そして、俺は打ち返そうとラケットを動かし、気づけばボールは俺の顔の前にあった。......なぜ?
「雨宮くん!?」
◇◆◇◆◇◆◇◆
「緑!? 大丈夫!?」
扉をぶっ壊さんばかりの勢いで開き、保健室へと駆け込んで来たのは、笠野葵、俺の隣の席のクラスメイト兼友達だ。
「頭に響くし、ここは保健室だから、静かにしろ」
ベッドから少し体を起こし、来客の言動に釘を刺す。今はちょうど先生も他の生徒もいないが、だからと言って許してはいけない。

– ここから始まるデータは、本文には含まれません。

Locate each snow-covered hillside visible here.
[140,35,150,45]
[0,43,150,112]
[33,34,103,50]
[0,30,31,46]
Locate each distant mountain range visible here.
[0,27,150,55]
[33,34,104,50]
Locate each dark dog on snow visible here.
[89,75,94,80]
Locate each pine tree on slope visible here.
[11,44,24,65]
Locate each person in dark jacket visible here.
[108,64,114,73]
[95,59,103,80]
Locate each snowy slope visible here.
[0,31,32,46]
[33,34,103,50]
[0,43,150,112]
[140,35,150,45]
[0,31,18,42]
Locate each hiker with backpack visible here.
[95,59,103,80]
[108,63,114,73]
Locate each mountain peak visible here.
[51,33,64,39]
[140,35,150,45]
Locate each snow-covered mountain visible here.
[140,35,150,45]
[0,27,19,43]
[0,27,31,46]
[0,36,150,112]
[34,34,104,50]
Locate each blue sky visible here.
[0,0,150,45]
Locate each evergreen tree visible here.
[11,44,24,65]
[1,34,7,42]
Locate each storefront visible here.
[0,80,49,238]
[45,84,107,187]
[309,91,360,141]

「ご、ごめん。それより、大丈夫なの? 倒れたって聞いたけど」
心配そうな表情をしながら葵はベッドの横にある椅子へと腰掛ける。
「誰だよそんなこと言ったやつ。ただボールが頭に当たっただけだよ」
「えっ!? ポールが頭に当たったって、頭大丈夫なの!?」
「心配してくれるのは分かるんだが、もうちょっと言葉を選べ。
まあ、ボールが頭に当たったつっても、距離近かったのもあって、晴野もそんなにスピード出してなかったから、たんこぶができたくらいだよ。今は念のため、休んでるだけ」
ただ、その後大げさに晴野が慌てて、俺をお姫様抱っこして保健室に運んだせいで、なんだか大ごとになったんだが。まあ、こうして正々堂々と授業サボれているからありがたいが。
「そ、それならよかったんだけど」
「それよりもお前なぁ」
「ん? どうしたの?」
「まだ授業中のはずだよな?」
「だ、だって、緑が倒れたって聞いていてもたってもいられなくて!!」
「じゃあ、もうなんともないことが分かったんだから、さっさと戻れ」
「ええー、なんか冷たくない!? 本当に心配したんだからね!?」
「わかってるわかってる。ほら早くいけ」
文句を言いながら、渋々立ち上がり、葵は保健室の扉へと向かう。
「じゃあ、行くけど、ちゃんと安静にしておくんだよ?」
葵は、去り際にそう言い残し、保健室を去っていった。そして、誰もいない静寂の部屋に俺は取り残される。
「......ありがとう」
聞こえないことは分かっていても、でも、直接言うのはむず痒くて、閉まった扉に向かってお礼を言うことしか今の俺には出来なかった。